Again, from The real effects of debt (PDF, 39 pages) by Stephen G Cecchetti, M S Mohanty and Fabrizio Zampolli (page 10):
Looking at the details, we see that both non-financial corporate and household debt display a statistically and economically significant negative correlation with growth. For corporate debt, a 1 percentage point increase is associated with an approximately 2 basis point reduction in per capita GDP growth. For household debt, the impact is even larger: a 1 percentage point rise in household debt-to-GDP is associated with a 2½ basis point reduction in growth...
For the record, their data evaluates "government, non-financial corporate and household debt in 18 OECD countries from 1980 to 2010." They find private sector debt negatively correlated with economic growth. They report no such finding for public debt.
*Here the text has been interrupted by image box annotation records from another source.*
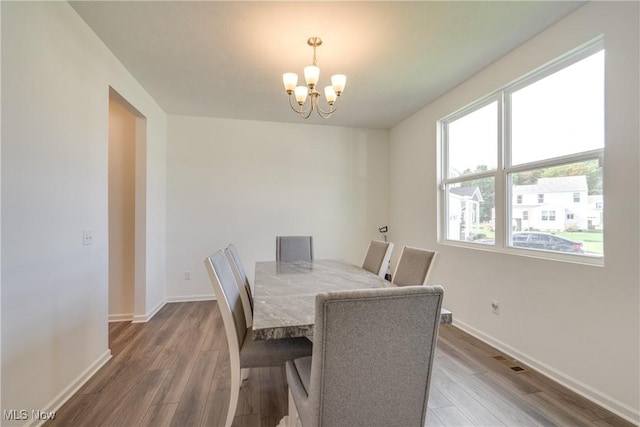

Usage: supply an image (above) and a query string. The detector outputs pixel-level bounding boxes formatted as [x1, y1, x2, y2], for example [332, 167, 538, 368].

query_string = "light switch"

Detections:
[82, 230, 93, 246]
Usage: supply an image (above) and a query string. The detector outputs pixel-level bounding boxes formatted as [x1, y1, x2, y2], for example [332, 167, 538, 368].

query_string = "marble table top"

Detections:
[252, 260, 452, 340]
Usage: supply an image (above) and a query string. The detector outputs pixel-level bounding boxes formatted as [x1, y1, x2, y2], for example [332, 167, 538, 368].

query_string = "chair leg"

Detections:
[287, 389, 298, 427]
[225, 352, 242, 427]
[224, 372, 241, 427]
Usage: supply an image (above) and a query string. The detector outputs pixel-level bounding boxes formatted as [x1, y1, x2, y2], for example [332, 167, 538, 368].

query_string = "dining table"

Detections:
[252, 259, 453, 340]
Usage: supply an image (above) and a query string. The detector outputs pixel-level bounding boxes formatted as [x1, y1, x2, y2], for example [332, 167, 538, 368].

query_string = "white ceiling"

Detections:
[70, 1, 584, 128]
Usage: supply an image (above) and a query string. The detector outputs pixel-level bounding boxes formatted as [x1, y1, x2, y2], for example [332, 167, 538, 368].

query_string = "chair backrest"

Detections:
[302, 286, 444, 427]
[392, 246, 438, 286]
[204, 251, 247, 362]
[276, 236, 313, 261]
[224, 244, 253, 327]
[362, 240, 393, 278]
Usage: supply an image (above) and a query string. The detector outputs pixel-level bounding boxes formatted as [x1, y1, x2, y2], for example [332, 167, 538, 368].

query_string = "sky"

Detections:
[448, 50, 604, 177]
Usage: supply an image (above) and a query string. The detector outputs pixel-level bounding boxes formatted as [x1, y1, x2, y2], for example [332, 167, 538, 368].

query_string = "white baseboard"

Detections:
[167, 294, 216, 302]
[131, 300, 167, 323]
[27, 350, 111, 427]
[454, 318, 640, 424]
[109, 313, 133, 323]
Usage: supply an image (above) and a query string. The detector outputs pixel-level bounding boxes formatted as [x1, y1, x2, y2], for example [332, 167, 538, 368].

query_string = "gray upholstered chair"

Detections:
[391, 246, 438, 286]
[286, 286, 443, 427]
[276, 236, 313, 261]
[362, 240, 393, 279]
[224, 244, 253, 327]
[205, 251, 312, 427]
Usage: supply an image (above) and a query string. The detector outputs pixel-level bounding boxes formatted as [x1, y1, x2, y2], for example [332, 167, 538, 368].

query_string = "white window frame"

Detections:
[438, 37, 606, 265]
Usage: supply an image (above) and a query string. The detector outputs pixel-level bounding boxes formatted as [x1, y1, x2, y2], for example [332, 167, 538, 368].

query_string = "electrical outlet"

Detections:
[491, 300, 500, 314]
[82, 229, 93, 246]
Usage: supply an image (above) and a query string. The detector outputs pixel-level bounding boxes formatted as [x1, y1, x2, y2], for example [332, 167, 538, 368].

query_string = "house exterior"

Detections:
[512, 175, 602, 231]
[448, 186, 484, 240]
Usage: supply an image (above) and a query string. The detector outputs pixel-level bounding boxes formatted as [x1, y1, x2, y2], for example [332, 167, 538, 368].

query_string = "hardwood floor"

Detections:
[45, 301, 632, 427]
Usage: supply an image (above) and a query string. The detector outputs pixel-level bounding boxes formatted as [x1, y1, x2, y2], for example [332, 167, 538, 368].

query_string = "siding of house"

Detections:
[389, 2, 640, 423]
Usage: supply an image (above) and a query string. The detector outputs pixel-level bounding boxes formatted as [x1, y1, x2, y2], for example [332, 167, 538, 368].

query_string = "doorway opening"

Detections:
[108, 88, 146, 322]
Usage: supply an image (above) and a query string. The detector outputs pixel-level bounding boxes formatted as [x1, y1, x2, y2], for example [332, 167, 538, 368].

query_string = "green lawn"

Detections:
[553, 231, 604, 255]
[472, 225, 604, 255]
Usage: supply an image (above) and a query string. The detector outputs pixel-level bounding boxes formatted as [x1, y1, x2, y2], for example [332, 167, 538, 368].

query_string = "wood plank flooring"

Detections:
[45, 301, 632, 427]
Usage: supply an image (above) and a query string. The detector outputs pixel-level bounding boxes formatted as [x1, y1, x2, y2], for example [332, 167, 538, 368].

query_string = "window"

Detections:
[440, 40, 605, 258]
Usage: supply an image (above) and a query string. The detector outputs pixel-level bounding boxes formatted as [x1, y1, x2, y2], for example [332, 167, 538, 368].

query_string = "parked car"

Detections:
[512, 231, 584, 254]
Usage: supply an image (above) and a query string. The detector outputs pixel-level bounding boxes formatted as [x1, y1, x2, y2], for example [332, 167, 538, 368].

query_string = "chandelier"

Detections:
[282, 37, 347, 119]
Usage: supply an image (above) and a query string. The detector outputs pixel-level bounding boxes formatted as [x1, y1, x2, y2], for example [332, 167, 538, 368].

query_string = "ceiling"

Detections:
[70, 1, 584, 129]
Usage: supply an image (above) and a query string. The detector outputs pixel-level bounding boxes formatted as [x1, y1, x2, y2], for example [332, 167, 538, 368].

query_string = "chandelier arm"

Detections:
[317, 99, 338, 119]
[289, 95, 313, 119]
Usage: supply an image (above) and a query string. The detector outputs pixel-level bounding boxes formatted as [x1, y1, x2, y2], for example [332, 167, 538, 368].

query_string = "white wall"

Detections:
[167, 116, 389, 299]
[0, 2, 166, 425]
[390, 2, 640, 423]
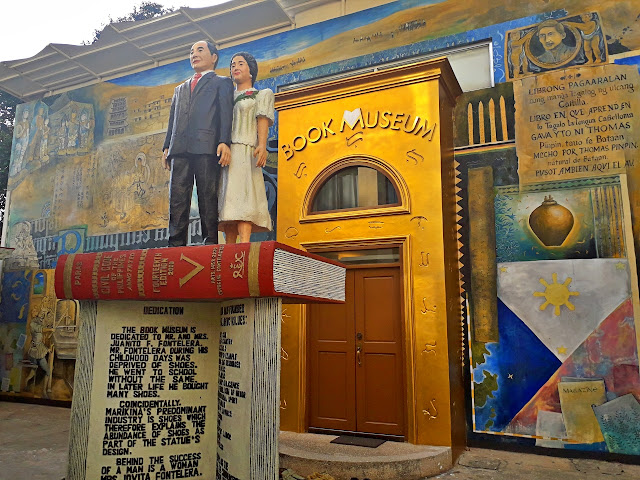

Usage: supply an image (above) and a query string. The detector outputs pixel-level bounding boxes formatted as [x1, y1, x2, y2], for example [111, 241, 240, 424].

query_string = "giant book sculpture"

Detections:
[55, 242, 345, 480]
I have shown that increases in debt are associated with declines in growth, as their PDF does. But I have found also that decreases in debt are associated with improvement in growth.
I am happy with the results from the PDF. Oddly, however, Cecchetti et al append this confession:
These results are somewhat surprising, as we do not believe that debt in the generally low range found in our sample is uniformly bad for growth.
I would be more comfortable with their result if they simply said they were interested to see what the relation is, between debt and growth. Instead of approaching the question with preconceived notions.